Having faced a lot of “can’t be done” reactions to initiatives like increasing competition in the North Dakota’s health insurance market and changing a centuries-old life insurance reserving method—and proving the doubters wrong—Adam Hamm isn’t overwhelmed by 180 pages of comments raising concerns about a draft model law for cybersecurity.

Legal cyber law concept image

In March 2016, state insurance regulators first exposed the Insurance Data Security Model Law for public comment, building on a consumer bill of rights (officially known as the Roadmap for Consumer Cybersecurity Protections) that was adopted by the NAIC last year. The NAIC’s Cybersecurity Task Force, which Hamm chairs, released a second draft for comment on Aug. 17. In the second draft, the need for compromise is evident at the very top of the document, which revises language related to the applicability of the law and coordination with other regulations.

The “purpose and intent” description previously said:

The purpose and intent of this Act is to establish the exclusive standards for data security and investigation and notification of a breach of data security applicable to licensees in this state.

It’s been revised to read:

Notwithstanding any other provision of law including [insert reference to state’s general data security breach notification law], the purpose and intent of this Act is to establish the exclusive standards in this state for data security and investigation and notification of a data breach applicable to licensees, as defined in Section 3G.

In addition, careful readers of the redlined version will notice deletions of sections prescribing the use of the Framework for Improving Critical Infrastructure Cybersecurity developed by the National Institute of Standards and Technology (NIST) for risk management and the use of an Information Sharing and Analysis Organization (ISAO) to stay current on threats and share information, among other changes.

We asked Hamm during an interview just about a week after comments on the second draft were delivered whether he was disappointed by compromises or frustrated by a new round of comments.

“My bottom line answer to that is we’ve done a lot of good work on the task force from the initial draft to this second draft.
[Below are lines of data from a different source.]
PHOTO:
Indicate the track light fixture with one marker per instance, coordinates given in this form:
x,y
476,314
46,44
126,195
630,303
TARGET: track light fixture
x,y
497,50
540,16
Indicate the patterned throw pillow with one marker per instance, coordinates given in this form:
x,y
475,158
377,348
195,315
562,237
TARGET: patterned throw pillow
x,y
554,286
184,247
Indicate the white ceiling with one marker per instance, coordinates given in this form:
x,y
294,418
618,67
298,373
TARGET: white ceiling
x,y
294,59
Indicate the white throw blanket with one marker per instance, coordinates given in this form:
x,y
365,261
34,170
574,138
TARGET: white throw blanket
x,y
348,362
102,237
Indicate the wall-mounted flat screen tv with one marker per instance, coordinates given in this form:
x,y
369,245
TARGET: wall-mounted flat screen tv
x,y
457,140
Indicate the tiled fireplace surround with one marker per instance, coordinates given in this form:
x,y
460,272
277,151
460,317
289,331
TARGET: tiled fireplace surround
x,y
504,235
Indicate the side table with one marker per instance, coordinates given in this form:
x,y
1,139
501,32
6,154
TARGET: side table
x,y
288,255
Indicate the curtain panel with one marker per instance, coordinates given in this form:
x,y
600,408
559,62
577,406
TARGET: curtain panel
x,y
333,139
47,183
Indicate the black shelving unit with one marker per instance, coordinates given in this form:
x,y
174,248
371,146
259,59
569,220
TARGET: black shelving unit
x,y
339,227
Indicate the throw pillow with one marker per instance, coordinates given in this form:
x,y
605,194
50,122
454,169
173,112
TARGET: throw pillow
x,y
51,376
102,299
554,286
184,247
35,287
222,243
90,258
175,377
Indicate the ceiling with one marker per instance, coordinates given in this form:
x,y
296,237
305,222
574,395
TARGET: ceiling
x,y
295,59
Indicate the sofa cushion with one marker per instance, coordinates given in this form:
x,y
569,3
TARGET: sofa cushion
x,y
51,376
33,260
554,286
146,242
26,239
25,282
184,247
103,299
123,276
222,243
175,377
I know there are still areas and issues that we need to work on over the remainder of 2016, [and] we’re starting to winnow that list down from what are the remaining huge issues for the insurance companies, for insurance agents and for insurance regulators,” he said, referring to the stack of comment letters that comes in at 186 pages. “But at the end of the day, we have reached the stage of the proceedings where insurance regulators need to ask themselves, ‘What is in the best interest of consumers?'”

Referring to building blocks put in place in 2015 that included development of the consumer road map, a set of 12 guiding principles for regulators, and updated regulatory exam protocols, he said, “All of that was the appetizer for the main course this year.”

“In reality, we’ve been directly or indirectly working on the model for well over a year and a half now,” he said, referring to the fact that the task force actually came together in late 2014.

Is it now in consumers’ interests “to keep working on all of these issues past the end of this year and continue on into next year? Or to continue working on these issues, to try to find quality areas of consensus and compromise we can find, but finish the model in 2016 so it can start being introduced in legislatures in 2017?” Hamm asked.

Immediately offering his own answer in favor of the latter alternative, Hamm outlined two reasons. “First, these breaches are continuing to happen. It’s not like we have crested this wave and they are starting to slow down…They’re going to keep happening because the cyber bad guys know how much personally identifiable information the insurance sector has.”

In addition to that, Hamm worries that “at some point the other shoe is going to drop. We’re not just going to have Americans having their PII [personally identifiable information] compromised and taken, they’re going to start becoming real victims of fraud. Some of these folks are going to end up discovering that their PII was sold on the dark web and that their PII was used against them…”

“It behooves us, as insurance regulators, to have our comprehensive regulatory framework done before that other shoe drops.”